4) Herpes pharyngitis will clear up, with or without treatment, but without treatment it could take a couple of weeks. Given the circumstances, I believe it would be reasonable for you to be treated immediately with an anti-herpes drug (valacyclovir, acyclovir, or famciclovir), without waiting for the test results. If HSV is the cause, treatment will markedly speed improvement. (Unfortunately, there is no treatment that will do much for other possible viral causes.)
If by prognosis you mean the potential for recurrent oral herpes, that is more difficult to predict.
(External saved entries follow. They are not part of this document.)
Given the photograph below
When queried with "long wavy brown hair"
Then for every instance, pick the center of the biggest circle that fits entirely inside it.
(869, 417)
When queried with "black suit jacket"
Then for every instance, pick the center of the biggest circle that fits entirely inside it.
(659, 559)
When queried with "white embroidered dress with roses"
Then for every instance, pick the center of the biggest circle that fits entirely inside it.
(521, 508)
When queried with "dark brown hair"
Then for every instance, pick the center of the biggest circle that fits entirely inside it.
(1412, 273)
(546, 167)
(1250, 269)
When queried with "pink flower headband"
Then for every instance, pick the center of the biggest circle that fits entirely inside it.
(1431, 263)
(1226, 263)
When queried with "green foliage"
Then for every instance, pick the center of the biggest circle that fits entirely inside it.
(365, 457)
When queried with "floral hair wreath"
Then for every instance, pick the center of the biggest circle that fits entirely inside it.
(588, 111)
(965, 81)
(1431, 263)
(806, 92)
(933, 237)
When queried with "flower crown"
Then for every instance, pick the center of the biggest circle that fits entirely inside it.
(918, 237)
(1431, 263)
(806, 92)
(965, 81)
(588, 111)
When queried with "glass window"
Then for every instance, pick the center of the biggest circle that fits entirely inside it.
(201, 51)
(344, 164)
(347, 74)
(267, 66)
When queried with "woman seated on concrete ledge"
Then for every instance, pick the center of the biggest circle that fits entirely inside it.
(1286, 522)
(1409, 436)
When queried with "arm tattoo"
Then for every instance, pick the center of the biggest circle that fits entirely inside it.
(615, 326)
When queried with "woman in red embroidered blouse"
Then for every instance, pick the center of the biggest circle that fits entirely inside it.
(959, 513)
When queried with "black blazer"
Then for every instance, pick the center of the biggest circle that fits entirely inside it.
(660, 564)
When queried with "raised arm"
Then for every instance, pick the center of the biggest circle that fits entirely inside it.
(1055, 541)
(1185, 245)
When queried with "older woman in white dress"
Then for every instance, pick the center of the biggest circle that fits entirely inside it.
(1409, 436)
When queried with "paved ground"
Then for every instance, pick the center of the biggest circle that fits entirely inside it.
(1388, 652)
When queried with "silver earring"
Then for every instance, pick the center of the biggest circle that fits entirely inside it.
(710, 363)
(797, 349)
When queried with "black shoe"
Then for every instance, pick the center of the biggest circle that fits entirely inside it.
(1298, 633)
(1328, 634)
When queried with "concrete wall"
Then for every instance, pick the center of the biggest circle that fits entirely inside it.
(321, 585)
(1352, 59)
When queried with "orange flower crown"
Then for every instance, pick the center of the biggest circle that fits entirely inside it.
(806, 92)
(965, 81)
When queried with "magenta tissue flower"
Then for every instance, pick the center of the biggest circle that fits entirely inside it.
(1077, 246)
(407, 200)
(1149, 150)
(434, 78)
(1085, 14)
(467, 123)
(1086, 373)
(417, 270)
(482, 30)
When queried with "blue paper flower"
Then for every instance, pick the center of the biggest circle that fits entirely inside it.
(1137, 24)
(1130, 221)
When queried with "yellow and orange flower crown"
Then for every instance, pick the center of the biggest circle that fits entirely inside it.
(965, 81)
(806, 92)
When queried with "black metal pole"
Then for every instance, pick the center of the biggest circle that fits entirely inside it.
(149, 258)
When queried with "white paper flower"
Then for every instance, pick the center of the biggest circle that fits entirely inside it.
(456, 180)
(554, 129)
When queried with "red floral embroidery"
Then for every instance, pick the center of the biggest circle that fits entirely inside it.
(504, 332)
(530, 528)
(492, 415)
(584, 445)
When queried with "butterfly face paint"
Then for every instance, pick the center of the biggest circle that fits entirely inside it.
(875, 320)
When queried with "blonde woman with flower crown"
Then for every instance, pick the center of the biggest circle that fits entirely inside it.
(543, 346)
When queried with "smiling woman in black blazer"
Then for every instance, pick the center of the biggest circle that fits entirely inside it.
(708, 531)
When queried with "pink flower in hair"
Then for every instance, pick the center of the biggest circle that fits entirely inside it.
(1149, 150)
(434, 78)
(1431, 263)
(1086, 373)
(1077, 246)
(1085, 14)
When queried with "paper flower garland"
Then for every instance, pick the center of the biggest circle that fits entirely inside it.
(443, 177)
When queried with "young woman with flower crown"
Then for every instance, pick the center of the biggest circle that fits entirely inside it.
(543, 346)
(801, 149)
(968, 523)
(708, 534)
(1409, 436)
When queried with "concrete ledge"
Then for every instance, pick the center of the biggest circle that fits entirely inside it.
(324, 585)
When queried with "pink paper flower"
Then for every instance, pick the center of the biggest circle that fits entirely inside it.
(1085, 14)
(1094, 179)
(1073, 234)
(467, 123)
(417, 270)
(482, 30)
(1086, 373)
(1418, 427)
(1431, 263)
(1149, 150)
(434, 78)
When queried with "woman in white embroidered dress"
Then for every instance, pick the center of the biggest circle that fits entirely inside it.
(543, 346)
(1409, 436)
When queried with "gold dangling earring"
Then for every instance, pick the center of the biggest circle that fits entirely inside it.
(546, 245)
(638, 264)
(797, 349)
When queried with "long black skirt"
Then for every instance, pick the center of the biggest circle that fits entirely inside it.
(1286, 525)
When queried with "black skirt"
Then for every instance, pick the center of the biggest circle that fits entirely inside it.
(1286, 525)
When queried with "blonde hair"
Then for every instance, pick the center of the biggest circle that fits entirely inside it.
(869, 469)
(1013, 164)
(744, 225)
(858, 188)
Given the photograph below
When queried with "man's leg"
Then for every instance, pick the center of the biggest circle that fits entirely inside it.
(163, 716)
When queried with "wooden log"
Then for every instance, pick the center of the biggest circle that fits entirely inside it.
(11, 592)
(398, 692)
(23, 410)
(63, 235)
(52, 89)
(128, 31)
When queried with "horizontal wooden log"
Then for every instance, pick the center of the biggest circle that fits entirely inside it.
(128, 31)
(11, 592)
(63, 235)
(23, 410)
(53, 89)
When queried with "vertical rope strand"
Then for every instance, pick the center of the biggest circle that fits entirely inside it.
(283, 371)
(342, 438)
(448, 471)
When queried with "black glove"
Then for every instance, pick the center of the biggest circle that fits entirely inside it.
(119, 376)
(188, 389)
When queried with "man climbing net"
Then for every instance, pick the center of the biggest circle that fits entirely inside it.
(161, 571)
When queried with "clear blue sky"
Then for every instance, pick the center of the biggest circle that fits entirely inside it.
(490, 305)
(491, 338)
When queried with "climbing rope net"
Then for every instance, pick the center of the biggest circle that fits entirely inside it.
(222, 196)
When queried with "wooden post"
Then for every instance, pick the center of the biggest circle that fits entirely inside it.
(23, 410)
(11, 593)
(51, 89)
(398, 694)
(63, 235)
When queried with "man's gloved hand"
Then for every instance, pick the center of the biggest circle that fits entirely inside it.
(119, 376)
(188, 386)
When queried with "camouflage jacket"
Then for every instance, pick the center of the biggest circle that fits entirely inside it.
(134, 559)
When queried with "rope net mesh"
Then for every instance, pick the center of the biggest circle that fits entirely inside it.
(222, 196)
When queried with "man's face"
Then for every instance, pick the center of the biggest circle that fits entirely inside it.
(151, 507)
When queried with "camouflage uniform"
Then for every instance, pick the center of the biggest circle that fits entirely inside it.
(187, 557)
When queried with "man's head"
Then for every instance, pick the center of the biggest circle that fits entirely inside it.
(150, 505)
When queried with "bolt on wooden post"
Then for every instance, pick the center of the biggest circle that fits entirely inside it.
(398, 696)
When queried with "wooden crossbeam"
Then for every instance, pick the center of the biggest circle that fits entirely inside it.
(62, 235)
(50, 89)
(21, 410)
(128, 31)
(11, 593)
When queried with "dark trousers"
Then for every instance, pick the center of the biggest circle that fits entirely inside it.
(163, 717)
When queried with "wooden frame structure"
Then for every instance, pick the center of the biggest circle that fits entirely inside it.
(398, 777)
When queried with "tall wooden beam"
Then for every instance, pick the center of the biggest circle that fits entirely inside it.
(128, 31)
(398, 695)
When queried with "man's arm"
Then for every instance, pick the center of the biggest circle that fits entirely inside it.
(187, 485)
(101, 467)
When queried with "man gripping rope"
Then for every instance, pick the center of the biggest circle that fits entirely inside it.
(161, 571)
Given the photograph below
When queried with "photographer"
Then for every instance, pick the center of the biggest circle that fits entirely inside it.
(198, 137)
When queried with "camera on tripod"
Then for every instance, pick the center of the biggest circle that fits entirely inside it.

If you acquired herpes from the oral sex event, most likely it is HSV-2; and there aren't very good data to help predict the likelihood of recurrent oral outbreaks in that situation. As it happens, another question on this forum came up just a few days ago. See
http://www.medhelp.org/posts/show/747691.
Bottom line: See another provider ASAP (or return to the same clinic with a copy of this reply!), insist on testing of your throat for HSV, other viruses, and a repeat strep test; and request a prescription for an anti-herpes drug.
Please return to the forum when you have the answers and let me know how things are going.